The uber-prolific John Darnielle (he's up to something like album number 14) certainly hasn't gotten sappy after becoming a father, and manages to, as always, throw in enough genuinely catchy pop songs to stop Transcendental Youth becoming a complete misery-fest.
Centered on a cast of mentally troubled characters, Transcendental Youth, says Darnielle, involves “whether anybody has the right to tell people whether their visions are sick or not.” Take In Memory Of Satan, with the narrator waking up in a funk, looking at his filthy room, and deciding he'd rather not deal with people and will tape up his windows. Or opener Amy, about a girl whose behaviour is a series of silly cries for help. But this gets balanced out with The Diaz Brothers, an anthemic number about a couple of characters from Scarface who are mentioned but are killed without ever appearing on screen. In concerts, its rousing chorus, simply “Mercy for the Diaz brothers” should create as much excitement as that of No Children.

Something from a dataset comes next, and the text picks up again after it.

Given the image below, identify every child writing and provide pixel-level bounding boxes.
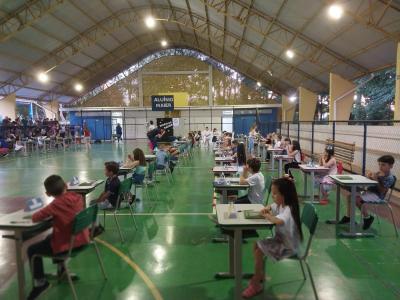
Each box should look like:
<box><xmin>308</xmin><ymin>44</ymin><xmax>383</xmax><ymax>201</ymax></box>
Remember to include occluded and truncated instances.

Production-wise, this is the most polished the band have ever produced, with guest horns and the odd spot of programming to add colour here and there, and things in general sounding nothing like their “militantly lo-fo” older albums.
The Mountain Goats, despite Darnielle's always-excellent work as a story-teller, are known as a band with patchy albums. TY probably won't change this, with a few plodding cuts in-between some very strong, hooky folk/pop tracks. In short: this will satisfy most fans, but it has fewer really good songs than Heretic Pride or The Sunset Tree.